Formados en 1969, Mott The Hoople fue un grupo que obtuvo cierto reconocimiento gracias al talento de su cantante y principal compositor, Ian Hunter, y a su indomable y rocoso puzzle musical compuesto de influencias de Bob Dylan y del hard rock. Sin embargo, el éxito y las ventas no llegaban, y tras cuatro discos la banda estuvo a punto de desaparecer. Afortunadamente, justo antes de desaparecer se les apareció un ángel.
Ese ángel fue David Bowie, que les produjo su álbum All The Young Dudes, una obra maestra que demostró que la eventual desaparición de la banda hubiera sido una catástrofe para el universo de la música rock. El disco fue todo un éxito, pero situó a Mott The Hoople ante una difícil tesitura. Sin la ayuda de Bowie, tenían que demostrar que eran capaces de mantener el tipo y publicar trabajos que, además de tener calidad, funcionaran comercialmente.

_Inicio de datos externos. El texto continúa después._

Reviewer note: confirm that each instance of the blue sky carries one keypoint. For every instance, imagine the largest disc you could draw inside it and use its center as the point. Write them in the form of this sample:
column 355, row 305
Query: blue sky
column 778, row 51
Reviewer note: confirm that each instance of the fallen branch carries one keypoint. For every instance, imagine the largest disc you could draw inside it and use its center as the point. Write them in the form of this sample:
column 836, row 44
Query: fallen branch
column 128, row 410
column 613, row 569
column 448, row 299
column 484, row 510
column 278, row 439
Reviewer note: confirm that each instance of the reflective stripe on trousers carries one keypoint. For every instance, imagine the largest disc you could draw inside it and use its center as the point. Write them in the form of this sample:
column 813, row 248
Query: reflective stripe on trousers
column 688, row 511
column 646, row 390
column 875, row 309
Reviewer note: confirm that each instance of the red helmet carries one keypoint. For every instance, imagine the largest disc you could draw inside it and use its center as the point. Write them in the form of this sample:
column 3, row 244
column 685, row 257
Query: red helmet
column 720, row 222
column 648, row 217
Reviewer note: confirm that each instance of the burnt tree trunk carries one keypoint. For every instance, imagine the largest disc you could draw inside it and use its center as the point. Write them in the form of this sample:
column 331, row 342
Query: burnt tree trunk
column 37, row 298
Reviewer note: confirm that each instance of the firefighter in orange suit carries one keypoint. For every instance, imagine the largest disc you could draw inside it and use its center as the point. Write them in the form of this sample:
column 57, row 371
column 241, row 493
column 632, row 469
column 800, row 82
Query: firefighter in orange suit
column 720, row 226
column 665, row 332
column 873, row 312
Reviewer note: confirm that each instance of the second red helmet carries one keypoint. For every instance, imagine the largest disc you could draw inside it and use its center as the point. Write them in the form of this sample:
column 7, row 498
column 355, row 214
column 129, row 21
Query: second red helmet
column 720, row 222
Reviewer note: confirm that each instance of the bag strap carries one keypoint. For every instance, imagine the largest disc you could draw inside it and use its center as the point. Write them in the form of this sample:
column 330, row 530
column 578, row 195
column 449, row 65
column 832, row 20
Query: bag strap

Mott se publicó en 1973 y consiguió establecer a la banda como una de las más importantes de Gran Bretaña, además de abrirles el mercado americano. Su sexto álbum fue producido por ellos mismos, y el resultado fue uno de los más fantásticos discos de rock de los años setenta. La clave de Mott fue una producción soberbia, unos arreglos acertadísimos, una profesionalidad a toda prueba, y sobre todo, grandes e impresionantes canciones de rock.
Y esas canciones, nacidas casi todas de la genial e inspirada pluma del nunca suficientemente reconocido Ian Hunter, son la mejor muestra de cómo utilizar el propio rock’n’roll para desentrañar su propia mitología, para disfrutar de su mera existencia, pero también para descubrir sus miserias internas. En suma, un inteligente y excepcional ejercicio de destrucción de cuanto de mito y leyenda tiene la historia de la música rock.

Por desgracia, dos años después Mott The Hoople desaparecía definitivamente y Ian Hunter emprendía una carrera en solitario sin desperdicio alguno, aunque desde luego alejada de la pompa y de las ventas millonarias. Una verdadera lástima, pues pocos talentos han merecido tanto y han logrado tan poco. Hunter es una de las plumas más creativas y acertadas de toda la historia del rock, y su calidad puede ser comprobada fácilmente en discos como Ian Hunter, All American Alien Boy, You're Never Alone With A Schizophrenic o Short Back'n'Sides, un álbum que contiene una absoluta piedra preciosa en forma de canción llamada Old Records Never Die, y cuya letra sirve de epitafio perfecto para todos esos músicos desaparecidos que la historia y el paso de los años entierran a dos metros de profundidad:

A veces te das cuenta
De que la vida tiene un final.
Ayer oí decir
Que un héroe había caído.
Es muy duro perder
A alguien cercano.
No vi el peligro día tras día.
Pero hay música en el aire,
Y suena en cualquier parte.
Los viejos discos nunca mueren.
Sánate con una canción.
Cuando todo sale mal.
Tócala bien, a través de la noche
Hasta que la mañana te traiga la luz.